Jones, who has blonde highlights and well-defined cheekbones, says she has worked with a host of start-ups and CEOs of small companies to help improve teamwork and boost productivity. Some people, like her, are using knowledge of human design within their own families to help foster more harmonious relations. “My daughters both have entirely different designs than mine, my husband does too,” she says, explaining that she is a projector, like many other coaches like Day. “It’s been so useful to be like, ‘I’m not expecting either my daughters to be anything like me’.”
Human design was born in 1987 when Canadian former advertising executive Robert Krakower, a rumored ketamine enthusiast who had been living like a hippie and residing in a dilapidated casita in Ibiza, claimed to have had an intense transcendental encounter with “the voice” over the course of eight days. As origin myths go, his makes Moses at the burning bush sound almost low-key.
Krakower, a bearded Mufti headdress-wearer who worked part-time at a local school, was walking with his dog when it picked up a scent and approached an abandoned house, noticing a light beneath the door. He shouted at the door and demanded to know, “Who’s there?,” he recalled once in a lecture in Germany. Once inside, the heavy smoker said he heard a voice he imagined to come from “a cigar-smoking 155-year-old woman.”

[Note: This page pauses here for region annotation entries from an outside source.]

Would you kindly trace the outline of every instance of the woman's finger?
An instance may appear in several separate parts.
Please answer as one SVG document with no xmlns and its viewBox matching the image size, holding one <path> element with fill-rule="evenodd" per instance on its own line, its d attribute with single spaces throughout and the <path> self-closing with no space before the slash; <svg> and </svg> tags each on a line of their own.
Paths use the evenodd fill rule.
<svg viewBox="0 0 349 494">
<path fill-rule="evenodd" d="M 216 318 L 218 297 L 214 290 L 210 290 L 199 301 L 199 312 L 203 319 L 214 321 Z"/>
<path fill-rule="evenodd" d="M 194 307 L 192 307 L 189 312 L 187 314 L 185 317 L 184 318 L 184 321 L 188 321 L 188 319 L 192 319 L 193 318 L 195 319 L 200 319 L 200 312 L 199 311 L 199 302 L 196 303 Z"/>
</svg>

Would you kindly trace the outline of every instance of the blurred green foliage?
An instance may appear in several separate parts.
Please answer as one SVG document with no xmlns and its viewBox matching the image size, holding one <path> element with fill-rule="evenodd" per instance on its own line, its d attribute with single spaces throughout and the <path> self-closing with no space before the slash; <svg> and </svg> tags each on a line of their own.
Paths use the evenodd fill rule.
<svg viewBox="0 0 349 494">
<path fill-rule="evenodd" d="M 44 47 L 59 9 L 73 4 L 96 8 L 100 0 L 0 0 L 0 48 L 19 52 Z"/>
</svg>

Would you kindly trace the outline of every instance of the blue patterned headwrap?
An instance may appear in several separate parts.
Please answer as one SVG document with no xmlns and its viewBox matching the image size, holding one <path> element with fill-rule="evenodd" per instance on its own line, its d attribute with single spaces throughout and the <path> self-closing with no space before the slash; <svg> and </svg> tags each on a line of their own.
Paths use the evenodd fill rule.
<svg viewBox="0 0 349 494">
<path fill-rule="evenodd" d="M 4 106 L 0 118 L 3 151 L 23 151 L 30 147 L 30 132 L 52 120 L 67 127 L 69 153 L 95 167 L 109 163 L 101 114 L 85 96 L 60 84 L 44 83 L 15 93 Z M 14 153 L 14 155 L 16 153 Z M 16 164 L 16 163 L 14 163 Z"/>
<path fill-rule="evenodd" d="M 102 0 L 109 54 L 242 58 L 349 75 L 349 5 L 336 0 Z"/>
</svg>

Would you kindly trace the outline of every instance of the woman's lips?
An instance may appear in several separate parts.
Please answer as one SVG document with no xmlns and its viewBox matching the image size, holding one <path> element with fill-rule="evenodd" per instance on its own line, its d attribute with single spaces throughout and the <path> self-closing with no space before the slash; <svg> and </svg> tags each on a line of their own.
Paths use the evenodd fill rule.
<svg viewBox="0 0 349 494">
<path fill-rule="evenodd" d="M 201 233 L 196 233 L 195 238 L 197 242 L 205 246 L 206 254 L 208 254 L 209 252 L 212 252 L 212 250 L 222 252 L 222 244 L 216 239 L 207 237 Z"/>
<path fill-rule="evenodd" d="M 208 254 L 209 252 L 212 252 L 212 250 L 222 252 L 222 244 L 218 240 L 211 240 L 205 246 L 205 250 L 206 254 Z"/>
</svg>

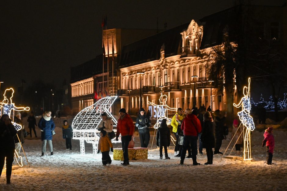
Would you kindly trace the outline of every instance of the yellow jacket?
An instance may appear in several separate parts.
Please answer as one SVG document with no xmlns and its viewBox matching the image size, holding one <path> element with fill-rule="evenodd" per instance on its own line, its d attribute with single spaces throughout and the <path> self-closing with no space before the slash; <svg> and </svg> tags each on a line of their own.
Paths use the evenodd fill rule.
<svg viewBox="0 0 287 191">
<path fill-rule="evenodd" d="M 109 151 L 110 147 L 113 148 L 113 144 L 108 136 L 107 134 L 104 136 L 100 137 L 98 144 L 98 150 L 100 150 L 102 153 L 105 151 Z"/>
<path fill-rule="evenodd" d="M 173 127 L 173 132 L 176 133 L 177 132 L 177 126 L 178 126 L 178 122 L 176 121 L 176 114 L 178 115 L 178 118 L 181 121 L 182 121 L 183 119 L 183 117 L 182 115 L 180 115 L 177 113 L 177 112 L 175 115 L 173 117 L 173 119 L 171 120 L 171 124 L 170 124 Z"/>
</svg>

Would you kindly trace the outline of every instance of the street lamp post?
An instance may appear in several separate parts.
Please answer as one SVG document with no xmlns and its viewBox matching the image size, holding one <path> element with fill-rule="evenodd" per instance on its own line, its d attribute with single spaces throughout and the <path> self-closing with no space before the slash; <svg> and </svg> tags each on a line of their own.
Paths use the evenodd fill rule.
<svg viewBox="0 0 287 191">
<path fill-rule="evenodd" d="M 132 90 L 128 90 L 128 92 L 129 92 L 129 113 L 130 113 L 130 112 L 129 112 L 129 110 L 131 106 L 131 96 L 130 94 L 131 92 L 132 91 Z"/>
<path fill-rule="evenodd" d="M 137 72 L 140 74 L 140 108 L 143 107 L 143 100 L 141 96 L 141 77 L 142 75 L 144 74 L 144 72 Z"/>
<path fill-rule="evenodd" d="M 208 81 L 210 82 L 210 109 L 211 109 L 211 112 L 212 112 L 212 93 L 211 91 L 211 84 L 214 81 L 213 80 L 209 80 Z"/>
<path fill-rule="evenodd" d="M 195 99 L 195 81 L 194 81 L 194 78 L 197 78 L 198 76 L 192 76 L 191 77 L 193 78 L 193 84 L 194 85 L 194 92 L 193 93 L 193 107 L 195 107 L 196 106 L 196 99 Z"/>
</svg>

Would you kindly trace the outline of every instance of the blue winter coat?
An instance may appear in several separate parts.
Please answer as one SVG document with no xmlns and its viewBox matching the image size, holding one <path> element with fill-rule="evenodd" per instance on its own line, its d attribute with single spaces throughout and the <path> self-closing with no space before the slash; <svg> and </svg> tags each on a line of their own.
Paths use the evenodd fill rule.
<svg viewBox="0 0 287 191">
<path fill-rule="evenodd" d="M 52 140 L 52 130 L 55 129 L 55 124 L 52 118 L 50 121 L 46 121 L 42 117 L 38 123 L 38 127 L 43 131 L 41 132 L 41 139 Z"/>
</svg>

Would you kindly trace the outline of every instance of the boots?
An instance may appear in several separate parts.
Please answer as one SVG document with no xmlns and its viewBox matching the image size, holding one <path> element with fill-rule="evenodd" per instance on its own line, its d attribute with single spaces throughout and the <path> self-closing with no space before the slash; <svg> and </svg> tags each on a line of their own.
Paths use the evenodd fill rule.
<svg viewBox="0 0 287 191">
<path fill-rule="evenodd" d="M 11 176 L 11 175 L 10 175 Z M 6 184 L 9 184 L 11 183 L 10 182 L 10 179 L 11 178 L 11 177 L 10 176 L 8 176 L 7 177 L 6 180 Z"/>
</svg>

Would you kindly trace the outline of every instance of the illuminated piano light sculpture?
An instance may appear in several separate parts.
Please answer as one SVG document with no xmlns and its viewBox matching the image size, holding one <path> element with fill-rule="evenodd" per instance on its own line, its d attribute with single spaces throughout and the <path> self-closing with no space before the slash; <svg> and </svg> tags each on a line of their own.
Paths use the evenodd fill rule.
<svg viewBox="0 0 287 191">
<path fill-rule="evenodd" d="M 98 150 L 98 143 L 100 139 L 100 132 L 97 128 L 102 120 L 101 114 L 106 112 L 108 117 L 111 117 L 116 127 L 117 120 L 110 112 L 109 109 L 117 99 L 117 96 L 106 97 L 100 99 L 92 105 L 85 108 L 77 114 L 72 123 L 73 139 L 80 140 L 81 154 L 85 154 L 85 141 L 91 143 L 93 147 L 93 157 L 95 158 Z M 116 130 L 114 129 L 115 133 Z M 115 139 L 112 142 L 120 142 Z"/>
<path fill-rule="evenodd" d="M 7 98 L 6 93 L 9 92 L 9 91 L 11 92 L 11 97 L 9 99 Z M 9 117 L 12 121 L 12 124 L 14 126 L 15 128 L 17 131 L 20 130 L 22 128 L 22 126 L 20 124 L 18 124 L 14 122 L 14 114 L 15 111 L 29 111 L 30 110 L 30 108 L 29 107 L 17 107 L 15 106 L 15 104 L 13 103 L 12 101 L 12 98 L 13 97 L 13 95 L 14 94 L 14 90 L 12 88 L 9 89 L 7 89 L 5 90 L 4 94 L 3 94 L 3 96 L 4 97 L 4 99 L 2 100 L 2 102 L 0 102 L 0 117 L 2 116 L 3 114 L 7 114 L 9 116 Z M 22 148 L 22 150 L 23 152 L 25 155 L 25 157 L 26 157 L 26 154 L 23 149 L 23 147 L 22 146 L 22 145 L 21 144 L 21 142 L 20 141 L 19 137 L 18 135 L 16 135 L 18 139 L 19 139 L 19 142 L 21 145 L 21 147 Z M 27 163 L 28 164 L 28 166 L 30 167 L 30 165 L 28 161 L 28 159 L 26 157 L 26 160 L 27 161 Z M 18 160 L 18 158 L 20 160 Z M 16 163 L 20 167 L 23 167 L 23 162 L 22 160 L 22 157 L 19 156 L 19 153 L 17 153 L 16 150 L 15 150 L 15 153 L 14 153 L 14 158 L 15 159 L 15 161 Z M 4 165 L 4 170 L 6 169 L 6 161 L 5 160 L 4 163 L 5 164 Z"/>
</svg>

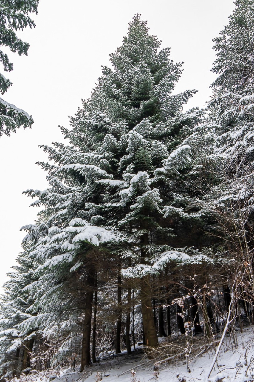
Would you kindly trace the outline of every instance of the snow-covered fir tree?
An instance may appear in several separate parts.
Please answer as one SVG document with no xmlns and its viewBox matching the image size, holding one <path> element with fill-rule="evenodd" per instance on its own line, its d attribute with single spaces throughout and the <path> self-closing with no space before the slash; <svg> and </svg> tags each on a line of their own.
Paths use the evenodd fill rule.
<svg viewBox="0 0 254 382">
<path fill-rule="evenodd" d="M 24 42 L 16 34 L 16 32 L 26 27 L 35 26 L 29 14 L 37 13 L 39 0 L 1 0 L 0 2 L 0 45 L 8 47 L 11 51 L 21 56 L 27 55 L 29 44 Z M 0 51 L 0 62 L 5 71 L 13 70 L 12 63 L 8 56 Z M 0 73 L 0 91 L 2 94 L 11 85 L 8 78 Z M 30 127 L 33 120 L 27 113 L 16 107 L 15 105 L 0 98 L 0 137 L 3 134 L 10 135 L 21 126 L 24 128 Z"/>
<path fill-rule="evenodd" d="M 216 125 L 221 182 L 210 200 L 224 238 L 222 246 L 241 267 L 246 291 L 250 283 L 253 293 L 254 3 L 235 3 L 228 24 L 214 40 L 212 70 L 218 75 L 209 107 L 210 121 Z"/>
<path fill-rule="evenodd" d="M 90 98 L 70 118 L 71 128 L 62 128 L 69 145 L 42 147 L 50 161 L 39 163 L 48 188 L 26 192 L 37 198 L 33 205 L 44 207 L 36 227 L 25 227 L 24 256 L 36 268 L 23 288 L 30 316 L 8 321 L 6 327 L 18 327 L 23 341 L 29 328 L 48 341 L 61 338 L 54 360 L 74 352 L 75 327 L 81 370 L 91 362 L 95 295 L 100 309 L 114 312 L 117 352 L 125 319 L 129 342 L 132 304 L 141 307 L 145 344 L 155 347 L 152 298 L 161 306 L 181 297 L 185 286 L 174 295 L 172 286 L 213 264 L 212 251 L 203 248 L 212 243 L 205 234 L 211 223 L 206 195 L 216 181 L 210 176 L 216 137 L 203 110 L 183 112 L 195 91 L 174 93 L 182 63 L 174 63 L 169 49 L 160 50 L 160 45 L 136 15 L 110 55 L 111 67 L 102 67 Z M 2 328 L 3 335 L 4 323 Z M 17 342 L 12 349 L 15 343 L 18 351 Z"/>
</svg>

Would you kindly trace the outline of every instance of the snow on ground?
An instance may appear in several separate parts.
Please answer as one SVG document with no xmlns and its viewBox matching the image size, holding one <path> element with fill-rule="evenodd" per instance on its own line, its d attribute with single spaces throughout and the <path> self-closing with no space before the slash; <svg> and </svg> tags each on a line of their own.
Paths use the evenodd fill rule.
<svg viewBox="0 0 254 382">
<path fill-rule="evenodd" d="M 214 349 L 199 355 L 191 354 L 189 367 L 184 356 L 158 365 L 154 371 L 154 360 L 149 359 L 137 347 L 131 356 L 123 352 L 85 369 L 82 373 L 54 371 L 48 375 L 38 373 L 21 379 L 20 382 L 246 382 L 254 381 L 254 327 L 244 328 L 225 339 L 217 362 L 210 377 L 208 373 L 215 354 Z M 14 380 L 16 381 L 15 379 Z"/>
</svg>

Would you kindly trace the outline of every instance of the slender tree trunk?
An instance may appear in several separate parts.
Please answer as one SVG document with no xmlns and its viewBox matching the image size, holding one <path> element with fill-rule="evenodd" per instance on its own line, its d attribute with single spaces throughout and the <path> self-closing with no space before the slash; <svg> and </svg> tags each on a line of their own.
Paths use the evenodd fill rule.
<svg viewBox="0 0 254 382">
<path fill-rule="evenodd" d="M 20 348 L 18 348 L 16 351 L 16 361 L 15 366 L 13 370 L 13 376 L 18 376 L 18 369 L 19 367 L 19 355 L 20 354 Z M 1 376 L 0 376 L 0 380 L 1 380 Z"/>
<path fill-rule="evenodd" d="M 184 319 L 182 315 L 182 309 L 181 306 L 179 306 L 178 304 L 176 304 L 176 312 L 177 315 L 177 327 L 178 329 L 180 329 L 181 334 L 185 334 L 185 328 L 184 327 Z"/>
<path fill-rule="evenodd" d="M 83 371 L 85 366 L 90 365 L 91 363 L 90 342 L 95 270 L 93 265 L 92 265 L 88 268 L 87 270 L 88 274 L 86 283 L 86 299 L 85 309 L 85 319 L 83 324 L 80 371 Z"/>
<path fill-rule="evenodd" d="M 94 298 L 93 322 L 93 341 L 92 343 L 92 359 L 93 363 L 96 363 L 96 320 L 97 316 L 97 295 L 98 293 L 98 274 L 95 273 L 94 279 Z"/>
<path fill-rule="evenodd" d="M 128 261 L 128 266 L 131 267 L 131 262 L 129 259 Z M 131 325 L 131 290 L 130 286 L 127 289 L 127 308 L 126 315 L 126 347 L 128 354 L 131 354 L 131 339 L 130 337 Z"/>
<path fill-rule="evenodd" d="M 198 316 L 198 304 L 196 299 L 193 296 L 191 296 L 190 298 L 192 303 L 191 309 L 192 318 L 194 324 L 195 334 L 196 334 L 197 333 L 200 333 L 202 332 Z"/>
<path fill-rule="evenodd" d="M 33 350 L 34 340 L 30 340 L 25 344 L 25 347 L 23 353 L 22 370 L 24 370 L 27 367 L 30 367 L 30 353 Z"/>
<path fill-rule="evenodd" d="M 141 244 L 149 244 L 149 238 L 147 233 L 144 234 L 141 238 Z M 147 256 L 144 247 L 141 247 L 141 262 L 145 263 L 145 258 Z M 141 280 L 140 296 L 141 310 L 143 317 L 145 346 L 155 348 L 158 344 L 158 339 L 153 314 L 153 307 L 151 301 L 151 291 L 150 276 L 144 276 Z"/>
<path fill-rule="evenodd" d="M 133 301 L 134 301 L 134 290 L 133 289 Z M 134 305 L 133 307 L 132 308 L 132 318 L 133 320 L 133 346 L 134 346 L 134 350 L 136 350 L 136 338 L 135 337 L 135 306 Z"/>
<path fill-rule="evenodd" d="M 170 306 L 169 299 L 167 299 L 167 332 L 168 336 L 171 335 L 171 325 L 170 325 Z"/>
<path fill-rule="evenodd" d="M 231 301 L 231 296 L 230 294 L 230 290 L 228 284 L 223 287 L 223 295 L 225 303 L 225 312 L 228 313 L 229 305 Z"/>
<path fill-rule="evenodd" d="M 159 336 L 160 337 L 166 337 L 167 335 L 164 330 L 164 312 L 163 310 L 163 303 L 162 300 L 160 301 L 159 308 Z"/>
<path fill-rule="evenodd" d="M 117 276 L 117 306 L 118 317 L 117 329 L 115 337 L 115 350 L 116 354 L 121 353 L 121 329 L 122 326 L 122 287 L 121 277 L 121 261 L 118 258 L 118 275 Z"/>
</svg>

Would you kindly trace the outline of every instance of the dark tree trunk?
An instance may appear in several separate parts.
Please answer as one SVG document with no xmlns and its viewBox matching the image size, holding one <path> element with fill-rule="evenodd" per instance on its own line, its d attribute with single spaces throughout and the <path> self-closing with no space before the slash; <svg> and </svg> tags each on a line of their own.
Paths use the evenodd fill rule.
<svg viewBox="0 0 254 382">
<path fill-rule="evenodd" d="M 170 325 L 170 306 L 169 305 L 169 299 L 167 299 L 167 332 L 168 335 L 171 335 L 171 326 Z"/>
<path fill-rule="evenodd" d="M 98 274 L 95 273 L 94 279 L 94 299 L 93 322 L 93 341 L 92 343 L 92 359 L 93 363 L 96 362 L 96 320 L 97 316 L 97 295 L 98 293 Z"/>
<path fill-rule="evenodd" d="M 231 301 L 231 295 L 228 285 L 225 285 L 223 288 L 223 295 L 225 304 L 225 311 L 227 313 L 228 312 L 229 305 Z"/>
<path fill-rule="evenodd" d="M 18 368 L 19 366 L 20 366 L 19 364 L 20 363 L 19 360 L 19 356 L 20 355 L 20 348 L 18 348 L 16 351 L 16 356 L 15 357 L 16 362 L 15 362 L 15 366 L 13 370 L 13 375 L 14 376 L 18 376 Z M 0 380 L 1 380 L 1 377 L 0 376 Z"/>
<path fill-rule="evenodd" d="M 130 260 L 128 262 L 128 266 L 131 267 L 131 262 Z M 126 315 L 126 347 L 127 353 L 131 354 L 131 339 L 130 337 L 130 325 L 131 325 L 131 290 L 130 287 L 127 290 L 127 308 Z"/>
<path fill-rule="evenodd" d="M 117 305 L 118 317 L 117 329 L 115 337 L 115 350 L 116 354 L 121 353 L 121 329 L 122 326 L 122 288 L 121 277 L 121 261 L 118 259 L 118 274 L 117 276 Z"/>
<path fill-rule="evenodd" d="M 202 332 L 198 316 L 198 304 L 196 299 L 193 296 L 191 296 L 190 298 L 192 303 L 191 309 L 192 318 L 194 324 L 195 334 L 196 334 Z"/>
<path fill-rule="evenodd" d="M 159 308 L 159 336 L 160 337 L 166 337 L 167 335 L 164 330 L 164 312 L 163 310 L 163 301 L 160 300 Z"/>
<path fill-rule="evenodd" d="M 147 245 L 149 244 L 148 235 L 145 233 L 141 237 L 141 244 Z M 141 262 L 145 263 L 145 259 L 147 256 L 144 247 L 141 247 Z M 140 296 L 141 310 L 143 317 L 143 324 L 145 337 L 145 346 L 155 348 L 158 344 L 158 339 L 156 333 L 153 314 L 153 307 L 151 301 L 151 290 L 150 276 L 145 276 L 141 280 Z"/>
<path fill-rule="evenodd" d="M 133 291 L 133 301 L 134 300 L 134 291 Z M 134 346 L 134 350 L 136 350 L 136 339 L 135 338 L 135 306 L 133 305 L 132 308 L 132 318 L 133 320 L 133 346 Z"/>
<path fill-rule="evenodd" d="M 24 370 L 27 367 L 30 367 L 30 353 L 33 350 L 34 341 L 34 339 L 30 340 L 26 342 L 25 345 L 25 347 L 23 353 L 21 371 Z"/>
<path fill-rule="evenodd" d="M 181 306 L 179 306 L 178 304 L 176 304 L 176 312 L 177 313 L 180 314 L 177 315 L 177 326 L 178 330 L 180 329 L 181 334 L 185 334 L 185 328 L 184 328 L 184 319 L 182 318 L 182 309 Z"/>
<path fill-rule="evenodd" d="M 90 365 L 91 363 L 90 342 L 95 273 L 94 267 L 93 265 L 90 266 L 87 269 L 87 271 L 88 274 L 86 285 L 87 288 L 86 298 L 85 309 L 85 319 L 83 324 L 80 371 L 83 371 L 85 366 Z"/>
</svg>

Then Krakower claimed he started gushing with sweat from head to toe. He went back to his nearby home and said “the voice” instructed him to place his Bible, Bhagavad Gita and Stanford biology textbook together, along with a chessboard and a copper coil. He was told to burn a combination of herbs from the shelves and said a series of cosmic revelations ensued, spanning the Big Bang, the nature of being, the “crystals of consciousness,” and “rave cosmology,” a far out prophecy he went on to make, predicting alien influence in a prophesied influx of disabled and mute children born in or after 2027.
All of this information would help Krakower—who soon renamed himself Ra Uru Hu, a play on his name Robert, a word from “the voice”, and the moment when he demanded to know who was behind the door—forge the pseudoscientific human design system and the bodygraphs which help uniquely define each person according to a series of numbers in his 1992 guide, The Black Book. “Madness is an interesting thing,” said Krakower, who was a “splenic manifestor” and died in 2011 of a heart attack at age 62. “I had absolutely no idea what I was doing. Like, caught in this incredible, choiceless movie.”
In accordance with Krakower’s prophecy, Richard Beaumont, the director of Human Design UK, who worked closely with Krakower for years before his death has already purchased the domain name silentbabies.com. “There’s going to be a new species coming in February 2027,” he says, while sipping a glass of white wine in front of a human design chart over Zoom from his home in the west of England.
“They’re not going to be human, but they will come through human women.” (The human design school Krakower founded, the Jovian Archive, sells an online course centred on the alien prophecy for $2,079, and the organization warns of “imitators and unlicensed black marketeers” across the global network of licenses, trademarks and authorized teachers.) Human design is not a belief system, says Beaumont, who has 38,000 subscribers on his YouTube channel. “This is an endless knowledge … We’re not here to interfere with who we are; we’re here to decondition.”